In keeping with previous observations (S3 Table), the absence of cough and other typical symptoms is a barrier to prompt respiratory isolation of TB patients (S2 Table). Another cause of delay is hospitalization due to comorbidities, a problem that was previously neglected or confused with the lack of typical clinical presentations. To distinguish these two different situations, we defined hospitalization due to comorbidities as the reason of admission being for the management of acute complications from non-infectious diseases, while lack of typical presentation was defined as the absence of prolonged cough for more than 3 weeks, clinical suspicion of pulmonary TB based on chest radiography, or already having a confirmed diagnosis. Multivariable regression established that hospitalization due to comorbidities was a risk factor independent from lack of typical presentations (Table 2).

The diverse distribution of hospitalized infectious TB patients across 25 medical/surgical sub-specialities wards/units (S2 and S3 Figs) further supports that hospitalization of patients with undiagnosed TB for treatment of comorbidities is an unrecognized but important issue requiring to be addressed. The HCWs in specialties units often concentrate on the management of acute complications of non-infectious chronic diseases and are not trained or prepared for diagnosing concomitant TB in their patients. The 2003 large nosocomial TB outbreak in Taipei [18] involving more than 65 HCWs, occurred exactly under such scenario—an elderly patient with acute stroke was hospitalized to a rehabilitation unit, without being suspected to also have active TB. The harm is two-way. First, the patients are at increased risk for morbidities and mortality from delayed diagnosis and treatment of TB. Second, the HCWs are at increased risk of nosocomial TB outbreak, which could be fatal if the strain is multidrug-resistant or extensively drug-resistant [25].

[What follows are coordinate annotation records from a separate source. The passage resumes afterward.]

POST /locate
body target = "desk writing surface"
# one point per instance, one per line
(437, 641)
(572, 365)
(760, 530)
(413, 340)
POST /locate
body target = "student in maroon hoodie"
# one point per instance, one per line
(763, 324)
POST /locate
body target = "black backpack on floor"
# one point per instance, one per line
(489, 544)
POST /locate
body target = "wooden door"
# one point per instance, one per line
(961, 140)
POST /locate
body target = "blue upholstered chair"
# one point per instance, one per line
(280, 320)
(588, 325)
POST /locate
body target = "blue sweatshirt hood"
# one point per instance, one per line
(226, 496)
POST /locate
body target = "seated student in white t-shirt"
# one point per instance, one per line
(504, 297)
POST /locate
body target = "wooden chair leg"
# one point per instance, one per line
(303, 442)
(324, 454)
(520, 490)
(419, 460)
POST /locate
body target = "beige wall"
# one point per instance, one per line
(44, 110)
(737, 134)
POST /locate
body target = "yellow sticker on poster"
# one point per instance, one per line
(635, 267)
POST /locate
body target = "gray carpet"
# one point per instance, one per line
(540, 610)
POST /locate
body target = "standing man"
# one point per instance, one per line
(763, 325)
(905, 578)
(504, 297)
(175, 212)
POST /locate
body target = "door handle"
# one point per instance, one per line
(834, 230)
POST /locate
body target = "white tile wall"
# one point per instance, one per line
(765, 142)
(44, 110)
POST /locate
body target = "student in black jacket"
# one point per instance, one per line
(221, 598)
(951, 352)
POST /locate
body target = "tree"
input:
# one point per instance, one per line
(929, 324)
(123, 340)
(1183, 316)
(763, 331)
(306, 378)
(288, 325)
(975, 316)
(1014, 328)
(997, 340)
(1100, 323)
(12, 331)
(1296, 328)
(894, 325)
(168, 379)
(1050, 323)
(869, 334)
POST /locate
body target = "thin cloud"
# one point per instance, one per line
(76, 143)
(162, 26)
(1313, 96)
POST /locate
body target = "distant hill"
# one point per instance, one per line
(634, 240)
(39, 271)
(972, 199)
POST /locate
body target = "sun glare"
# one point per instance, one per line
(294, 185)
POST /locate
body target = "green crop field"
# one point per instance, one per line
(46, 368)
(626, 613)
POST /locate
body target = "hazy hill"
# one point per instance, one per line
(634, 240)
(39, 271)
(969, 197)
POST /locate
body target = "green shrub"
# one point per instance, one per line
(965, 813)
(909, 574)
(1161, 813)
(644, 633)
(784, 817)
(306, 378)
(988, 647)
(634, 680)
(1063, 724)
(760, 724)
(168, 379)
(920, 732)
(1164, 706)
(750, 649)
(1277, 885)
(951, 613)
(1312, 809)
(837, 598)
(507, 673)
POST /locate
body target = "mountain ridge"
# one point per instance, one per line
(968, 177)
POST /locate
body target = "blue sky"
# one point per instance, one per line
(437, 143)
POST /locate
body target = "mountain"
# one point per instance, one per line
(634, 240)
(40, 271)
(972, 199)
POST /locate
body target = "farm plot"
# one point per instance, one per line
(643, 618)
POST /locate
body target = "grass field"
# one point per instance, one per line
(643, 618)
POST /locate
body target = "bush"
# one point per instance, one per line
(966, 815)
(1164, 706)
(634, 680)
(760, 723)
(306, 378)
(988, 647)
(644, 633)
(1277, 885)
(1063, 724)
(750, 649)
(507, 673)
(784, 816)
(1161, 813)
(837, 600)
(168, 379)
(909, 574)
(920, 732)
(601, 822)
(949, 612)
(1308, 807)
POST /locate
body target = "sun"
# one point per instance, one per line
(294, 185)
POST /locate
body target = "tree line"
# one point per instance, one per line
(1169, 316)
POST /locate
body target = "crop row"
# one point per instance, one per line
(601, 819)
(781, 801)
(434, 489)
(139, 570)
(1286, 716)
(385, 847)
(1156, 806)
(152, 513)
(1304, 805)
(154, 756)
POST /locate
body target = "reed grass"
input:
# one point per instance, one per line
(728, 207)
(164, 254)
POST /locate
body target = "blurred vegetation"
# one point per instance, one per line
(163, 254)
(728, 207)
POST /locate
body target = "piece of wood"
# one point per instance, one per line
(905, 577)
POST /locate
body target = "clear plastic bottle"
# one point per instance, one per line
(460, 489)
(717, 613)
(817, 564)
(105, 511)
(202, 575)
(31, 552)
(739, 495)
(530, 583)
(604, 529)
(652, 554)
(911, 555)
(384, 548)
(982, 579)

The interplay between TB and chronic diseases further complicates the clinical scenarios. Chronic non-communicable diseases increase the risk of TB—the associations have been well established for diabetes mellitus [26] and rheumatoid arthritis treated with anti-tumour necrosis factor (TNF) agents [27]. On the other hand, TB may increases the risk of complications from chronic diseases, e.g. hyperglycaemia in diabetes mellitus and ischemic stroke in people with atherosclerosis [28]. Moreover, certain risk factor, such as smoking, increases the risk of both TB and chronic diseases [29]. Therefore, hospitalization of undiagnosed TB patients for treatment of comorbidities is more than just a coincidence by chance. In low HIV prevalence countries, TB is a disease of elderly [30]. With population aging, concurrence of TB and comorbidities could be an increasing challenge to clinicians.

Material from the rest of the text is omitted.